The Sound Of Boot – Shaji Kailas tries for a difference
Posted by harino1 on February 18, 2008
‘Sound Of Boot’, the new film by Shaji Kailas, is not a superlative inquiring cinema experience, even though soaked in tension, character and atmosphere. The movie, whose structure is basically a murder investigation, has an intriguing look, a bit closely following the footsteps of “Ee Thanutha Veluppan Kaalathu”.
The film follows the tracks of S P Siddharth Mahadevan , who is following the commotion surrounding the killing of two senior police officials, Rtd I G Raghavan Nambiar and SP Abdul Sathar, shortly after their farewell dinner from service, and also a missing case of Meera Nambiar, that occurs at a hilly landscapes. On the very first day itself, he bumps into Rahul Krishna, a college student who has a piece of story to tell about his relation with Meera .
Following the leads, he crashes into the resort holiday home and its caretaker Shankaranarayan, where Siddharth finds the corpse of Meera. Brought in under the clout of suspicion as to his actual role in the event, Shankaranaryanan presents his version of the incidents that happened there, leading to the killings. Each fragment takes the viewer up through the first moment of the previous scene. There are also story flashbacks that are shown in linear sequence, and they move against the main story .But with a few supportive traces, Siddharth builds his cloying version of all the deeply buried secrets, that is finally presented as the original story. As it turns out, there are not any eyeballs awaiting spectacles, but certainly an unexpected additional twist to the proceedings intended to add thrills to the show.

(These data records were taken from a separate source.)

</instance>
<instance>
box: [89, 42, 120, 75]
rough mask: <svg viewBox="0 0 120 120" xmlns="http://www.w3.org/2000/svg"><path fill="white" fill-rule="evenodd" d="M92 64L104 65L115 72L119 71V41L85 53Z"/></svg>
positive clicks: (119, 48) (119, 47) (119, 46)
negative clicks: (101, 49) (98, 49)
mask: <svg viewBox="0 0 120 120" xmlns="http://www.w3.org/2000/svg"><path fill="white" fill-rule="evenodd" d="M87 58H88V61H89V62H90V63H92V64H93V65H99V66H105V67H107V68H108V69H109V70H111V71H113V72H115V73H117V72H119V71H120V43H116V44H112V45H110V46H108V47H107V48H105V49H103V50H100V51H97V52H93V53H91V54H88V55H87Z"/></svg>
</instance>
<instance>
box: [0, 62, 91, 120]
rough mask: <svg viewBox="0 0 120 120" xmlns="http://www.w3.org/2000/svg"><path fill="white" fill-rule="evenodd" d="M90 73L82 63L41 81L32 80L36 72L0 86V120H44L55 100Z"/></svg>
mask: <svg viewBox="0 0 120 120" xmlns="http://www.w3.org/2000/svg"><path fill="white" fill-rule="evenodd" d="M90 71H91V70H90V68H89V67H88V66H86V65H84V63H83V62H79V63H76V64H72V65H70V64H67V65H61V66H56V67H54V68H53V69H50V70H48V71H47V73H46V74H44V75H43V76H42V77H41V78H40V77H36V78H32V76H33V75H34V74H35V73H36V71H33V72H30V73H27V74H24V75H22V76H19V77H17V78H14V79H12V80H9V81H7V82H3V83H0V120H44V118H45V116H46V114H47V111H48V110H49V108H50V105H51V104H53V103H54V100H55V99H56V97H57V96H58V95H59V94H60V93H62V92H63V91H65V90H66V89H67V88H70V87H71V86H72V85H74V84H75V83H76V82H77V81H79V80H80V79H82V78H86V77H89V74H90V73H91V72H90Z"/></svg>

The plot, while slightly thin with lesser number of beautifully drawn out characters, is pictured in picturesque Moonnar and Peerumade, where people hide in shadows (intended to add speculations) and policemen making their own rules, running the high ranges, especially during the declared emergency of the seventies. The scriptwriter Rajesh Jayaraman has tried his best to present all proceedings, operating under a set of rules unique to detective cinema. The highlight is that in aiming for this memorable allegiance, however, he doesn’t fall into the documentary trap. Moreover he succeeds in interweaving narrative of crimes conducted and enacted in the midst of an insurgency regime in the name of surveillance, also portraying the cruel acts of a forgotten decade which unsettled the lives of hundreds. The downside of the film is that the gloomy mystery is not airtight, as it is built around a lot of coincidences and events that finds hard to fit in place to develop a totally engaging plot.
And for the director Shaji Kailas , the saying goes, “Those who cannot remember the past are condemned to repeat it ”. Far from the demands of the scripts, nothing seems to be absent from Shaji’s usual fare, even though he tries to be a bit classy. He has done fairly better in the opening half but in the later, the movie runs out of steam, making an acclivitous mechanical attempt to involve us. Shaji fails to maintain the atmosphere of suspense or tension all through ,particularly towards the end, reminding many of his loose- ended antecedents .One can’t help but be disappointed with how “Sound Of Boot ” resolves( with impracticable executioners in bizarre uniforms) , even though it has a better tail piece.
But a few superb performances can never hurt. Suresh Gopi as Siddharth Mahadevan is a welcome relief from his usual agitated mannerisms. And certainly due to that, this may not probably win over the masses. The other actor who deserved mention is Murali , who has brought in a stupefying performance.
In the technical sides also the film is superior with crisp editing by Arunkumar (Sorry, for his credit is montage) and moody photography and extreme angles by Raja Rathnam in which no values are compromised, even though the film was shot in a record 25 days. The only song in the film ”Yamuna Theeram” is an unwanted suffering, but Rajamani in rerecording definitely sets the pace with enthralling theme music.
If you can walk away with several weak plot points that may inquire your intellect, the movie may make you feel as a well made ‘‘endeavor’’. It may be unfair to expect a wondrous exclamation, from the viewer’s side ‘ at the end of a picture but certainly ”Sound Of Boot” is not the one to be avoided, at least for its atypical narratives. Perhaps that may be the point that the makers are also bearing in their minds.